Fentanyl is a powerful synthetic opioid that has been on the market since the 1960s and is used medically to manage acute and chronic pain including cancer pain,l pain from war injuries,2 pain during childbirth,3 and postoperative pain.4 It has a potency 100 times greater than morphine. Fentanyl pharmaceutical products are currently available in many dosage forms including oral transmucosal lozenges (“lollipops”), transdermal patches, nasal sprays, and injectable formulations.5 As with other opioids, abuse of fentanyl has been documented for decades.6-7 It is abused for its intense euphoric effects and can serve as a direct substitute for heroin in opioid-dependent individuals. (5)

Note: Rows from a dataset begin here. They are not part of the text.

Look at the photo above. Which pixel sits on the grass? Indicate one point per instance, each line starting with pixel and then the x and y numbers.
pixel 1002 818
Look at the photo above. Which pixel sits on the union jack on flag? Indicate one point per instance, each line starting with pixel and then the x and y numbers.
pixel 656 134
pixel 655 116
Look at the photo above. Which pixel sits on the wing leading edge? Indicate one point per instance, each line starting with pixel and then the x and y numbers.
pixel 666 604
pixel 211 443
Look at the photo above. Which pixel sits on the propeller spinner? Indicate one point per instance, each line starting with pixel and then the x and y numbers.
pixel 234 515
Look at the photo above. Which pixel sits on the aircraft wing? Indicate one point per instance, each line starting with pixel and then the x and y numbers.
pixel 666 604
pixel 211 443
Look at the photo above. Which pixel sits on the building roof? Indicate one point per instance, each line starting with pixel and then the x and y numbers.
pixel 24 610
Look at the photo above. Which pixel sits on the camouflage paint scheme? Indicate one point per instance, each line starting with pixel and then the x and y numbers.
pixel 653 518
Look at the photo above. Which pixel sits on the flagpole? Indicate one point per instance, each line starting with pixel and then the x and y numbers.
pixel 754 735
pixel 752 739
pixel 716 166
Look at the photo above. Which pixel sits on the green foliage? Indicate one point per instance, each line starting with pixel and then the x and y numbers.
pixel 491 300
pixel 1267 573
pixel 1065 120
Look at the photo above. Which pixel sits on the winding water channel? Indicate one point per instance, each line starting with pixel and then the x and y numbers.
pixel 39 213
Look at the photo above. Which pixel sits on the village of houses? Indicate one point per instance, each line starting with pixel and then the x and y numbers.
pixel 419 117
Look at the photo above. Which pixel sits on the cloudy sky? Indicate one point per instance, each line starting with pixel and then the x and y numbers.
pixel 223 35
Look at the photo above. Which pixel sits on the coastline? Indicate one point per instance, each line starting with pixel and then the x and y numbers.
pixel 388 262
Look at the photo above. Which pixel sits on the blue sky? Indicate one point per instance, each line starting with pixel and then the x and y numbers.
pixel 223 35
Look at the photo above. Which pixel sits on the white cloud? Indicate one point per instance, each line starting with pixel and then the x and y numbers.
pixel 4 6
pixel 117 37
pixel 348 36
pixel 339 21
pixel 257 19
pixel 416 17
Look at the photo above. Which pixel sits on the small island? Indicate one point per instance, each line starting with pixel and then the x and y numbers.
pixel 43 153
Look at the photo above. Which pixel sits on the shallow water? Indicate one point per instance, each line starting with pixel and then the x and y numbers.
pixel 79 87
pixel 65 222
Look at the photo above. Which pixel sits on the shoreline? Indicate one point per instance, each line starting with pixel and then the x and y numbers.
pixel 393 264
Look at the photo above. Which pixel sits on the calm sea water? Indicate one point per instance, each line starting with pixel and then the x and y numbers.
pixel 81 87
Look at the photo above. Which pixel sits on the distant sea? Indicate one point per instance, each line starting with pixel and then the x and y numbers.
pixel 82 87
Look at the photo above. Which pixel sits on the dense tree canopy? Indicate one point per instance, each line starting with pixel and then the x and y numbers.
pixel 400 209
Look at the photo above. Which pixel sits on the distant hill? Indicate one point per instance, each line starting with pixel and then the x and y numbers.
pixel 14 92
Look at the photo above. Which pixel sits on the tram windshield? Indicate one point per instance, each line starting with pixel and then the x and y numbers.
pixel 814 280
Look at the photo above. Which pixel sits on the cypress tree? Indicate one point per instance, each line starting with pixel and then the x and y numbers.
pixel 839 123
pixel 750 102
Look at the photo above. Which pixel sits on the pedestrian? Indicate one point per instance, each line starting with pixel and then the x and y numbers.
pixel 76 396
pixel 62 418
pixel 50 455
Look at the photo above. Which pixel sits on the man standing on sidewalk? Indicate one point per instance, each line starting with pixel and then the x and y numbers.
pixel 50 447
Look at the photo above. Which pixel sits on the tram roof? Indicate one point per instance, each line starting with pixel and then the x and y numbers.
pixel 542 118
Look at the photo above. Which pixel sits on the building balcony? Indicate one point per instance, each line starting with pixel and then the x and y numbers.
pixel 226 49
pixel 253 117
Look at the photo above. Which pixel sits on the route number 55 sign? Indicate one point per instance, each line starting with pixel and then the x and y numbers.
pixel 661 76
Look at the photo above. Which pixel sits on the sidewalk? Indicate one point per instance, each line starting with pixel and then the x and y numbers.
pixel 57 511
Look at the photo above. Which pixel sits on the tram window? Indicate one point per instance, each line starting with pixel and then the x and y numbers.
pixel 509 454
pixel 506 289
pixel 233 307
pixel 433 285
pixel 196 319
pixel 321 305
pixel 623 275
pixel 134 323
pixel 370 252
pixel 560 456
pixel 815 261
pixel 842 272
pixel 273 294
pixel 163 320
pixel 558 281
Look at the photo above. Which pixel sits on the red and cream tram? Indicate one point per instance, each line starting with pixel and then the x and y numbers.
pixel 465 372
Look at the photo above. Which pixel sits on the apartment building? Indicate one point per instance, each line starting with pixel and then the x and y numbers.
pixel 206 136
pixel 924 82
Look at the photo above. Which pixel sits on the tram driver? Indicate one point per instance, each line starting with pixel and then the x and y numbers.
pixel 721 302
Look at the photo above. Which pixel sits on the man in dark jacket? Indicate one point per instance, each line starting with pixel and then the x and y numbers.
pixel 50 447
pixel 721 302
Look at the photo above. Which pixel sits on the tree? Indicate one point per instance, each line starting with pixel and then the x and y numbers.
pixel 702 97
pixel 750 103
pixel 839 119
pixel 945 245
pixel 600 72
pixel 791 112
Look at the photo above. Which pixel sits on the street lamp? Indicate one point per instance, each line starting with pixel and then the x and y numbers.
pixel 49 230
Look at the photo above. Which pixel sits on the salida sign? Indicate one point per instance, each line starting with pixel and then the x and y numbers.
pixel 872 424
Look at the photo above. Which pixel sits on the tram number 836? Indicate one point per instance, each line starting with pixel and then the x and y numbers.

Aside from an outbreak of nonpharmaceutical (illegally manufactured) fentanyl-related deaths between 2005 and 2007, abuse of fentanyl has primarily been caused by the diversion of legally manufactured dosage forms of fentanyl including fentanyl lollipops, transdermal patches, and injectables. (5) These legally manufactured dosage forms contain fentanyl but in therapeutic doses. The presence of pure fentanyl manufactured outside of the United States and imported illegally by drug smugglers from places like China and Mexico, however, has increased dramatically within the past few years.8 This pure fentanyl is being laced into heroin and other drugs of abuse including counterfeit prescription pills and cocaine, creating an incredibly dangerous situation for drug abusers for a number of reasons.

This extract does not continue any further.